Anyone know why this query isn't working?

Posted in

#1 by echo13243
2020-02-11 at 03:41
This query is trying to find the true average ratings for visual novels with fantasy tags. However, I'm finding that the Bayesian rating, true rating, and vote count don't match up with visual novels on the database. Why would this be? Am I having a stroke? I might need sleep...

Sorry in advance if this sort of thing is a repeat question.

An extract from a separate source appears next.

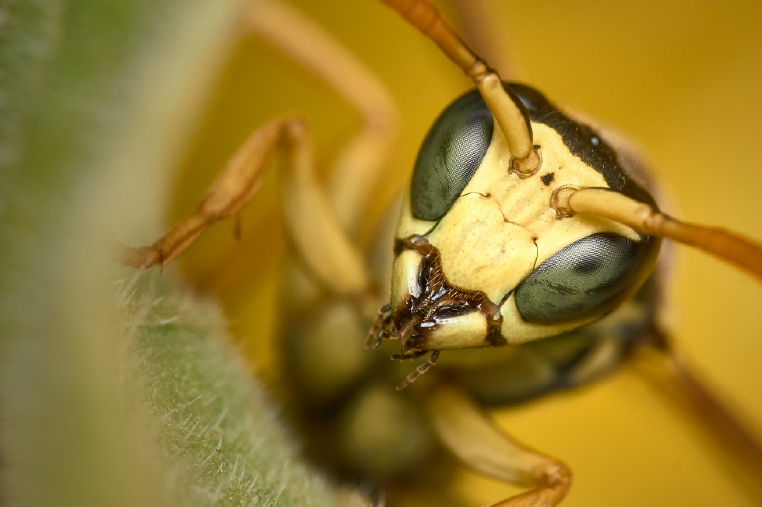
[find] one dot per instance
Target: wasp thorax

Also I "learned" SQL not even a week ago so sorry for my lack of knowledge as well.

-- What is happening here I can't even tell.
SELECT id AS ID, title AS Title, c_rating AS Rating, c_votecount AS Votecount, AVG(ratings.vote)
FROM (
SELECT vid, vote
FROM ulist_vns
JOIN users ON users.id=ulist_vns.uid WHERE vote IS NOT NULL
) AS ratings
JOIN vn v ON v.id=ratings.vid
WHERE
v.id IN (
SELECT v.id
FROM vn v
intersect
SELECT v.id
FROM tags_vn tv
JOIN vn v ON v.id = tv.vid
WHERE
tv.tag = '2' -- Fantasy
)
GROUP BY ID, Title

Edit: added code blocksLast modified on 2020-02-12 at 00:30
#2 by yorhel
2020-02-11 at 06:39
However, I'm finding that the Bayesian rating, true rating, and vote count don't match up with visual novels on the database.
Without looking at your query: This is inevitable, as hidden votes are not available in that query interface, yet they do count towards the VNDB stats.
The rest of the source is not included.